The Child Health and Mortality Prevention Surveillance (CHAMPS) Network, an initiative that includes the Public Health Informatics Institute (PHII) at The Task Force, has selected three initial sites in South Africa, Mozambique, and Mali to gather data about the causes of serious illness and death for children under 5 years old.
Every year, nearly six million children under the age of 5 die, mostly from preventable circumstances including pneumonia, diarrhea, and malaria – and primarily in the world’s low- and middle-income countries. CHAMPS, which is supported by the Bill & Melinda Gates Foundation and led by Emory Global Health Institute, is establishing a network of sites in Sub-Saharan Africa and southern Asia to collect high-quality data that can be shared across a range of partners and stakeholders for understanding and preventing the causes of childhood mortality.
PHII is the lead informatics partner responsible for developing the data system that will be used to capture and disseminate surveillance information from CHAMPS sites to scientists, health officials, and others. This information will help inform and catalyze advocacy, research, and other actions to reduce levels of childhood mortality.
“These first sites are very experienced and have good infrastructure in place to support the data collection that will take place in these countries,” said Tim Morris, chief information officer of the CHAMPS Network and a Task Force staff member. “We’ll do a lot of learning in these locations that will help us determine how we move forward with building the rest of the CHAMPS network.”

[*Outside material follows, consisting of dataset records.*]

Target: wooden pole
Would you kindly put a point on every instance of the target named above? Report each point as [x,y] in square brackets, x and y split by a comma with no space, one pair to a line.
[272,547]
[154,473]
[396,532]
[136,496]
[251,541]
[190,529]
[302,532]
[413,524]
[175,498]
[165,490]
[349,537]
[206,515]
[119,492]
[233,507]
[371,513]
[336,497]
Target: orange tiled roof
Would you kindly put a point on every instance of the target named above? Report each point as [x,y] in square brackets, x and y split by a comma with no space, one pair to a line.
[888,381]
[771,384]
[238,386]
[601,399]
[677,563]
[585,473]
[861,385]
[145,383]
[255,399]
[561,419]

As part of the process in determining causes of child deaths, CHAMPS will convene a panel of medical experts with specialties in infectious diseases, pediatrics, pathology, and microbiology to review information about each death and come to consensus on the causes. PHII will be responsible for organizing and presenting information from multiple sources in a format that is useful to this panel.
CHAMPS selected the initial sites through an intensive process, which was driven by criteria such as an under-five mortality rate of more than 50 deaths per 1,000 live births; a population of at least 100,000 people; acceptance of common protocols; and willingness to share both data and specimens with CHAMPS, its partners, and other stakeholders around the world.